Intervention de François Ruffin

Séance en hémicycle du mardi 29 mai 2018 à 21h30
Équilibre dans le secteur agricole et alimentaire — Titre

Photo issue du site de l'Assemblée nationale ou de WikipediaFrançois Ruffin :

Monsieur le ministre, nous voilà au bout du marathon de l'examen de ce projet de loi qui a pour titre « Pour l'équilibre des relations commerciales dans le secteur agricole et alimentaire et une alimentation saine et durable ».

Une énergie considérable a été déployée lors des États généraux de l'alimentation. Quantité d'acteurs se sont réunis, la grande distribution, les industriels mais aussi les fédérations d'agriculteurs, les syndicats, beaucoup d'associations de défense de l'environnement et du bien-être animal, etc. Il s'agissait en premier lieu de répondre à l'urgence de la crise agricole. Un agriculteur sur trois gagne moins de 350 euros par mois, et la moitié des exploitations ont disparu en vingt ans, sans parler du taux de suicide considérable dans la profession.

C'est à cette urgence qu'il s'agissait de répondre. Pour assurer un équilibre des relations commerciales, nous avons proposé d'emblée qu'il y ait des prix plancher, pour le lait, pour le porc, pour la viande bovine, etc. Cela nous paraît la seule manière de garantir un revenu décent aux agriculteurs.

On nous a répondu que ce n'était pas possible, notamment parce que cela contreviendrait au principe de la concurrence et que l'Europe ne serait pas contente. À la place on a fabriqué une véritable usine à gaz, avec quantité d'indicateurs de coût différents, choisis par on ne sait qui : on est dans le flou le plus total.

C'est la même chose s'agissant du seuil de revente à perte. En effet on fait le pari que si on fixe un prix minimal de vente du pot de Nutella, les bénéfices supplémentaires qu'en tirera la grande distribution seront versés à l'industrie agroalimentaire qui les reversera généreusement aux paysans, ce qui est une illusion.

Que l'Assemblée nationale se nourrisse d'illusions, cela n'est rien, mais vendre cette illusion aux agriculteurs me semble beaucoup plus problématique.

Quant à la promesse post-campagne d'Emmanuel Macron d'interdire l'utilisation du glyphosate d'ici à trois ans, on nous oppose désormais là aussi les exigences de la concurrence, de même que sur l'interdiction de l'élevage des poules en cage en 2022.

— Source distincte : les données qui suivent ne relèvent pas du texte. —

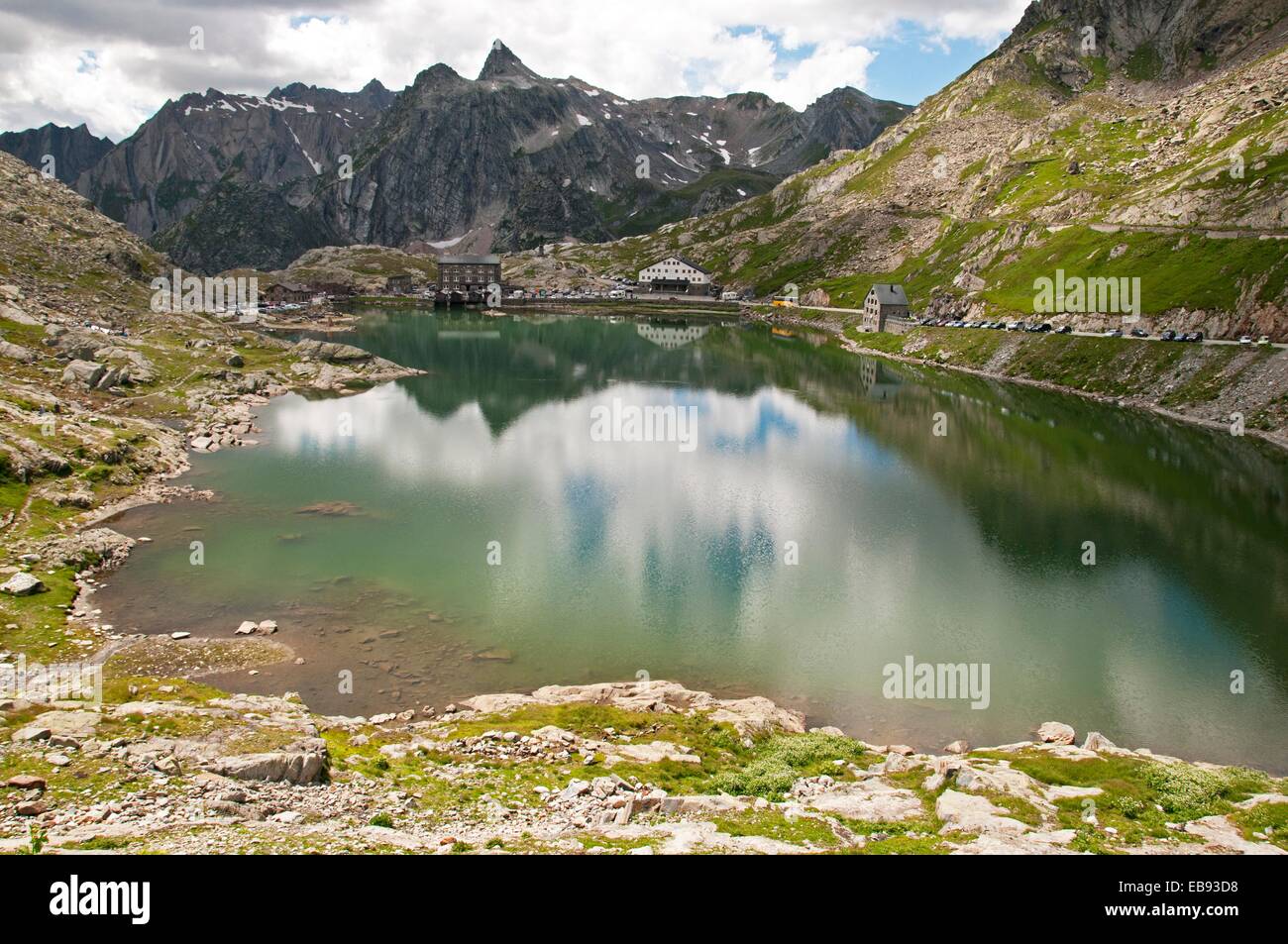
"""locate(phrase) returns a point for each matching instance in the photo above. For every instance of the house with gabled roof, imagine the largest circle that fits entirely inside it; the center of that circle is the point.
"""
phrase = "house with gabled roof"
(887, 308)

Personnellement je me dirigeais mollement vers une abstention parce que ce projet de loi ne fait aucun mal : il ne fait rien ! Il n'y a pas grand-chose mais il n'y a rien à quoi je sois opposé. On se retrouve finalement dans cette atmosphère émolliente où on vous voit sur les bancs, on sent que vous faites des efforts. Jean-Baptiste Moreau, M. le rapporteur, moi, je l'aime bien. On se dit : « on ne va pas se fâcher complètement, ils font ce qu'ils peuvent ».

Heureusement ce matin en réunion de groupe, mon camarade Loïc Prud'homme, qui fera l'explication de vote au nom de notre groupe demain, m'a rappelé à l'ordre sur les illusions vendues aux paysans – ça, j'en avais bien conscience – mais aussi sur le grand vide du texte à côté. Ainsi, la réglementation de la publicité pour les enfants : c'est non ! Le Nutri-Score, c'est non ! Encore mieux, quand on a débattu de la fin de la vaisselle en plastique pour passer à l'inox, on nous a dit que 2025 et même 2028, c'était encore trop tôt pour y parvenir. Le niveau d'ambition est quand même extrêmement bas !

On se retrouve avec un texte au titre extrêmement ampoulé, au regard de la réalité des objectifs. Voilà des réformettes qu'on veut faire passer pour une transformation de l'agriculture. Vous aviez l'occasion, monsieur le rapporteur, monsieur le ministre, de faire voter une loi qui marque l'histoire pour les agriculteurs et pour la transformation de l'agriculture. Mais au lieu de ça, on a droit à un texte qui finalement ne contient pas grand-chose, à part des mesurettes, alors qu'il est l'accouchement de mois de discussions entre tous les acteurs de l'agriculture.